Environment Minister granted leave to appeal Deadly Air case

A High Court has granted Environment Minister Barbara Creecy leave to appeal aspects of the Deadly Air judgment that ruled the government must clean up the toxic air in the Highveld Priority Area. The matter was heard on 13th March 2023 at the North Gauteng High Court in Pretoria.

High Court Judge Colleen Collis handed down the landmark judgment in March last year, recognising air pollution as a violation of constitutional rights. The government has the legal obligation to implement and enforce anti-pollution regulations, the court ruled. The decision has significant implications for the region’s major polluters Eskom and Sasol, as well as for national and local government  air quality management.

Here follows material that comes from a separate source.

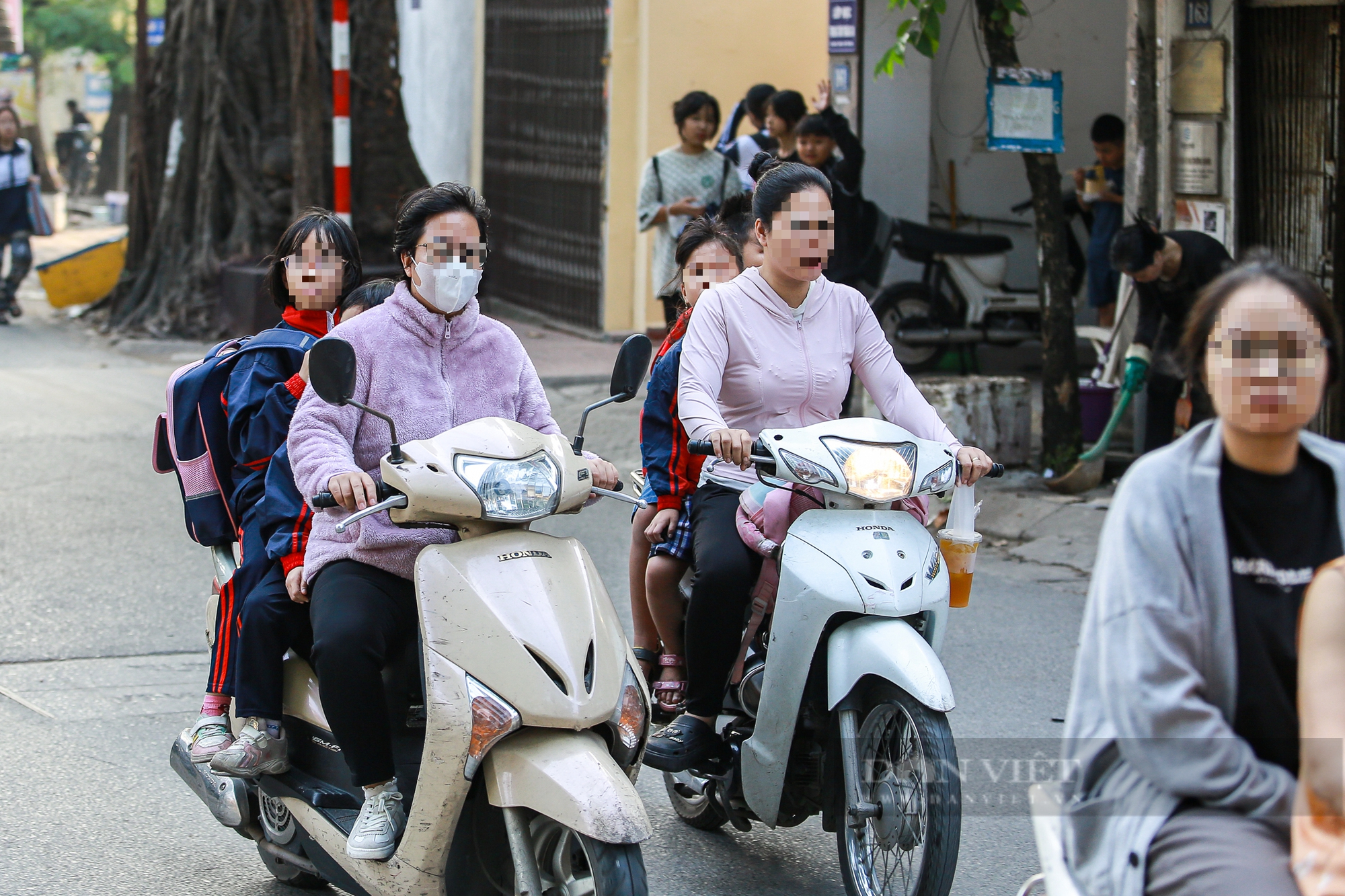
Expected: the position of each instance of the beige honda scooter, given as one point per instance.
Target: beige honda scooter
(520, 719)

In her judgment, Judge Collis stated: “If air quality fails to meet the National Ambient Air Quality Standards (“National Standards”), it is a prima facie violation of the right. When failure to meet air quality standards persists over a long period of time, there is a greater likelihood that the health, well-being and human rights of the people subjected to that air are being threatened and infringed upon.”

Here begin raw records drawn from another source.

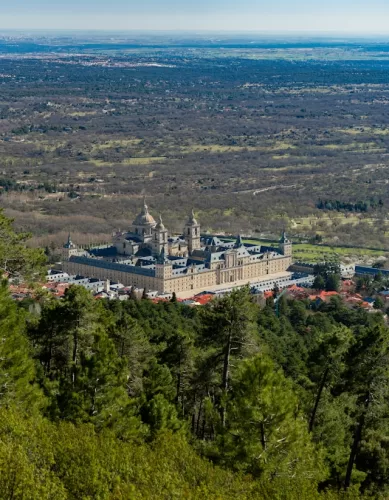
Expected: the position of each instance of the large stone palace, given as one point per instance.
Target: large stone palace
(146, 256)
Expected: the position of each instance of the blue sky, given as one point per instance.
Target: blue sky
(341, 16)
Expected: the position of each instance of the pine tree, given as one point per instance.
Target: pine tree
(229, 327)
(265, 434)
(17, 369)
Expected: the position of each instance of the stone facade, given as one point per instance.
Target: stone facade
(146, 257)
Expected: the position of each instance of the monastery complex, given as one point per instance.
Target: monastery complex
(146, 256)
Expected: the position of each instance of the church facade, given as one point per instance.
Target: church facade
(146, 256)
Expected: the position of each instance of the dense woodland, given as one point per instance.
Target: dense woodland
(117, 400)
(251, 138)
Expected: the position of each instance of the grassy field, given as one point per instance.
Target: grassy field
(316, 253)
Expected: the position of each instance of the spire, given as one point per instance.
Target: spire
(238, 242)
(160, 224)
(69, 243)
(161, 258)
(192, 220)
(284, 238)
(145, 209)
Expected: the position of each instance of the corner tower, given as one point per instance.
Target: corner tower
(285, 245)
(69, 249)
(159, 241)
(192, 233)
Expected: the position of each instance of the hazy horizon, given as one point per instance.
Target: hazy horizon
(282, 16)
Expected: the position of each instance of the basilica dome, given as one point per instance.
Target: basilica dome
(144, 218)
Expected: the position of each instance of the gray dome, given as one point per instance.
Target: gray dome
(144, 218)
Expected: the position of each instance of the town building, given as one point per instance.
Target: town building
(146, 256)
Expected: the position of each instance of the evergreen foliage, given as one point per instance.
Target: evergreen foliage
(109, 399)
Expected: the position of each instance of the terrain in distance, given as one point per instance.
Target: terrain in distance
(253, 133)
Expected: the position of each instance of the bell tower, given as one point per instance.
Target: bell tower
(285, 245)
(69, 249)
(159, 238)
(192, 233)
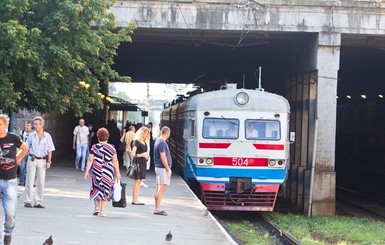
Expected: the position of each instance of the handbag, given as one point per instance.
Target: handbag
(122, 146)
(122, 203)
(133, 169)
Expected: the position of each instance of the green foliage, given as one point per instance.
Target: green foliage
(330, 230)
(47, 47)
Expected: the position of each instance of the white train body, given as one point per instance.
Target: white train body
(236, 149)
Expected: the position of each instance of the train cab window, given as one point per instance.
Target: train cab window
(220, 128)
(262, 129)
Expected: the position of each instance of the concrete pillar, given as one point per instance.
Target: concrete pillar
(327, 65)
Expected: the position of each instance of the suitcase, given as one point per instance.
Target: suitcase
(122, 202)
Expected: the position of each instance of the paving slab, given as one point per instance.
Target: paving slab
(68, 215)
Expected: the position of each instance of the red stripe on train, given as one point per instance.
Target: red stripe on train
(214, 145)
(269, 147)
(240, 161)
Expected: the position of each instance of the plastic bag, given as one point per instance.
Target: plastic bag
(117, 191)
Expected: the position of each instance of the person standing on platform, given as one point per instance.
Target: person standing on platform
(9, 160)
(80, 144)
(105, 169)
(23, 164)
(163, 163)
(40, 154)
(128, 138)
(139, 150)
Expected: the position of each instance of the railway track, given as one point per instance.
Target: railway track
(359, 204)
(259, 222)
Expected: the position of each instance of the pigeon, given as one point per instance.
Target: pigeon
(49, 241)
(168, 237)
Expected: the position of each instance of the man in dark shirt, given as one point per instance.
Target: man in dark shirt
(163, 163)
(9, 160)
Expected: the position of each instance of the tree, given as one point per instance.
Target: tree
(49, 48)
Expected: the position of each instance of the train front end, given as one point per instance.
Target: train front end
(239, 153)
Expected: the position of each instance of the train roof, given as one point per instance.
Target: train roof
(225, 99)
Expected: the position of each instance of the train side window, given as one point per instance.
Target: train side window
(262, 129)
(220, 128)
(192, 128)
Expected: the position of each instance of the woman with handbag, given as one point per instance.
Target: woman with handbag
(140, 154)
(105, 169)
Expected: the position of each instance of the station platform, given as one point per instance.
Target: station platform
(68, 215)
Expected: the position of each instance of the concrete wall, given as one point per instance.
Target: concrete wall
(358, 17)
(311, 69)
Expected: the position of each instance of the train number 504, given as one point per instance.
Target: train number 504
(237, 161)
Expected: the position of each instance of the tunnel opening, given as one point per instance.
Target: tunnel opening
(360, 131)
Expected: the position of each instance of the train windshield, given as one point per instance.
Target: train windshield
(257, 129)
(220, 128)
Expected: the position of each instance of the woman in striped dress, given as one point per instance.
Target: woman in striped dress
(105, 169)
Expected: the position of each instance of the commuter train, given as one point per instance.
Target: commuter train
(234, 143)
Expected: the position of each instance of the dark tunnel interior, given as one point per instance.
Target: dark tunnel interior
(209, 60)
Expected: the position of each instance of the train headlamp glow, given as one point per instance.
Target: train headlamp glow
(242, 98)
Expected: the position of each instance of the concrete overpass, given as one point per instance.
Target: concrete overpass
(307, 48)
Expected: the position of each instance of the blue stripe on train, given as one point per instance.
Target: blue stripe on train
(241, 172)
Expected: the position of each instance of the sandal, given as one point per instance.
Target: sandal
(161, 213)
(137, 203)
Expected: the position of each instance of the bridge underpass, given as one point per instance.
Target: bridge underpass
(209, 59)
(310, 52)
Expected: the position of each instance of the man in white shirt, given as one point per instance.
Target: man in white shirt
(80, 144)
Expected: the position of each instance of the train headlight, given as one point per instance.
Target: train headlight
(242, 98)
(272, 163)
(209, 161)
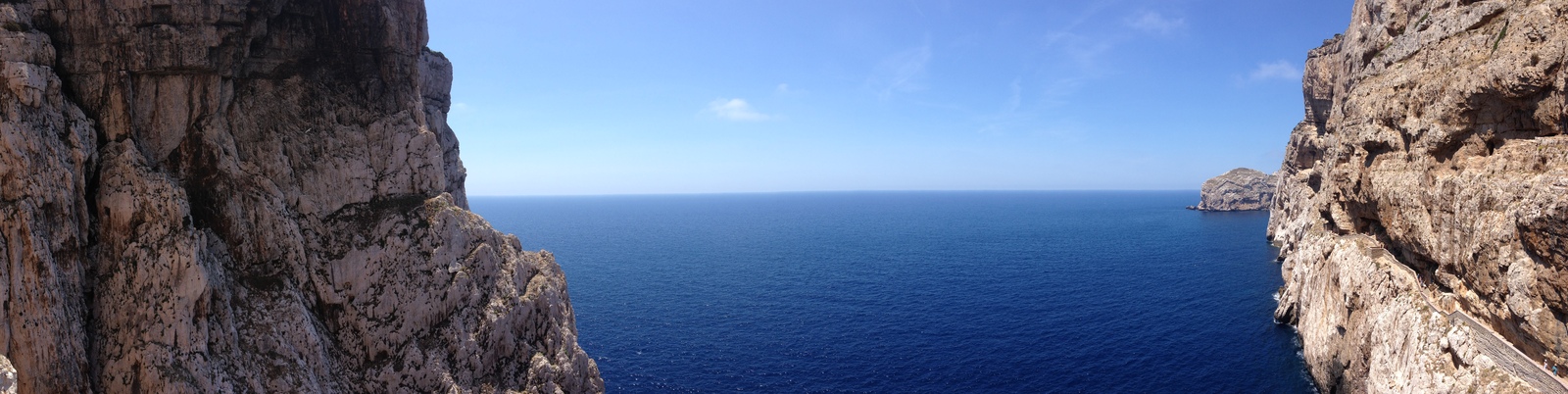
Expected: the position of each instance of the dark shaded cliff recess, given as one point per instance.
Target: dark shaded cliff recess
(259, 195)
(1429, 179)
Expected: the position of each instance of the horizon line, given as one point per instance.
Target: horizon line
(805, 192)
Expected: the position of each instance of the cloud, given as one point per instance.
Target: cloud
(1275, 70)
(1154, 23)
(902, 73)
(736, 110)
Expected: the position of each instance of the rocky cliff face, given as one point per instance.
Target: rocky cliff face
(1241, 188)
(253, 195)
(1431, 176)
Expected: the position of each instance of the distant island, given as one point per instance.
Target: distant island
(1241, 188)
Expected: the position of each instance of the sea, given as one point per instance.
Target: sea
(916, 291)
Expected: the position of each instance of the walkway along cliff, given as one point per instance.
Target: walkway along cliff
(1423, 213)
(258, 197)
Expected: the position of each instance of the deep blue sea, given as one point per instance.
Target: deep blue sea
(916, 291)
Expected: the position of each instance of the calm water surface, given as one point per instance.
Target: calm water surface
(916, 291)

The ruling was a major victory for environmental justice groups groundWork and Vukani Environmental Justice Movement in Action (Vukani). The groups, represented by the Centre for Environmental Rights (CER), first launched the landmark litigation in June 2019, demanding that the government clean up region’s toxic air.  

​​Creecy subsequently filed an application for leave to appeal certain aspects of the judgment – specifically around the interpretation of the law. GroundWork and Vukani did not oppose the minister’s application. Given the public interest and importance of the constitutional issues raised, the matter should be aired in the Supreme Court of Appeal, they said.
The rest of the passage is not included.